I recently gave a seminar where we were discussing the importance of non-verbal skills. In that study, we talked about the famous Mehrabian study that found that only 6% of communication was the words. One major aspect of non-verbal communication is in the eyes. I recently saw an article on the specific issues related to the eyes written by FBI agent and counterintelligence agent Joe Navarro. Here is a brief excerpt of that article:
Our eyes also are formidable communicators of feelings including comfort and discomfort, which help us decipher others from a very tender age. The eyes reveal excitement at mom walking into the room but also reveal concern when we are troubled. Often what is not spoken out loud is expressed exquisitely in the eyes. In fact I was prompted to write this today as I was visiting a research colleague and her eyes, at a distance, told me something was wrong, her father had passed away.
While a mother’s eyes will reflect the hopelessness she may feel when her baby is hospitalized they conversely reveal the joy having found that the child is healthy and fine. Few things reflect our emotions as well or as rapidly as the eyes. Babies which are just several days old already respond to the eyes of the mother and can tell the difference between a squint and wide opened dilated eyes. Babies can tell the difference between a happy and contented mother and one who is stressed, just form looking at the yes.
The eyes serve as conduits of information we have relied on for thousands of years. We rely on them because of their accuracy. The man who is asked to help someone move will cover his eyes with his fingers rubbing them as he answers, “yes I will help you,” when no doubt this will be an inconvenience. This blocking behavior authentically reveals how he feels even though he will assist.
Eye blocking behaviors such as: covering of the eyes, shielding the eyes, lowering the eyelids for a prolonged period, delays in opening of the eyes is so hard wired in us that children who are born blind, when they hear something they don’t like will also cover their eyes. Obviously this behavior is hard wired, part of our paleo-circuits and represents an adaptation to stress or other negative stimuli which has served us well over millennia.

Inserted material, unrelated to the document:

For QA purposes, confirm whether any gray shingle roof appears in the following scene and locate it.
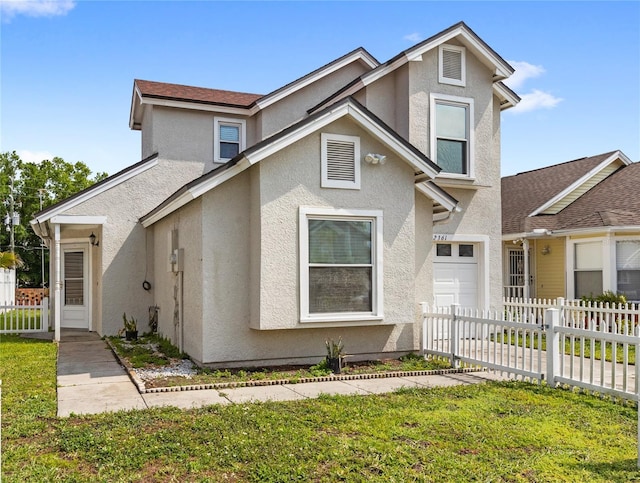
[502,151,640,234]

Eye blocking is just one of the more obvious things that we do. When we are troubled, frustrated, or struggling with something emotionally, our eyelids may also close hard and remain closed or the eyelids may flutter rapidly as an expression of our sentiment. Hugh Grant is famous in the movies for his eyelid flutter whenever he screws something up.

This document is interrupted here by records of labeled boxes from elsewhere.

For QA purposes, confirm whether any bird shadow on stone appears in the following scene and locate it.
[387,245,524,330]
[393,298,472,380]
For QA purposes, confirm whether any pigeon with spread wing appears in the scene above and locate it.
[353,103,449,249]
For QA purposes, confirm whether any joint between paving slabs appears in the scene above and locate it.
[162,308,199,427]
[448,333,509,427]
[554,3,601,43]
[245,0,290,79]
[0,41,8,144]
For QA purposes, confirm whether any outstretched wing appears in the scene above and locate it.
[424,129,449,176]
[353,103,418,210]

Research also shows that when we are nervous or troubled our blink rate increases, a phenomenon often seen with liars but also frequently seen with people under stress. I would not call anyone a liar just because their blink rate goes up although while studying Richard Nixon I did notice that when he was struggling with facts while talking to the press his blink rate went from about 12 per minute to 68 time per minute. Bill Clinton during his deposition showed a high blink rate at times in excess of 92 per minute, but again these were individuals under a lot of stress.

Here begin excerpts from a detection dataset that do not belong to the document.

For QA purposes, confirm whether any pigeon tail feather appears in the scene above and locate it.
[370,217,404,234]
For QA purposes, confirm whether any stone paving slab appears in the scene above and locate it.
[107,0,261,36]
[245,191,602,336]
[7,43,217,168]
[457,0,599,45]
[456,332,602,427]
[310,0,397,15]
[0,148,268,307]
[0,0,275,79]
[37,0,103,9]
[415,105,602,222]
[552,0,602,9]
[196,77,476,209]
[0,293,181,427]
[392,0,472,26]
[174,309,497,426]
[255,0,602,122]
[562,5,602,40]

When interpreting eye behavior, many misconceptions exist. Little or no eye contact is erroneously perceived by some as a classic sign of deception, especially during questioning, while the truthful should “lock eyes.” This is not supported by research or experience and is completely false. In fact, Alder Vrij and others have found that liars tend to engage in greater eye contact because they know we are looking there for signs of deception.
Eye contact is in fact a social/cultural phenomenon that is practiced differently around the world.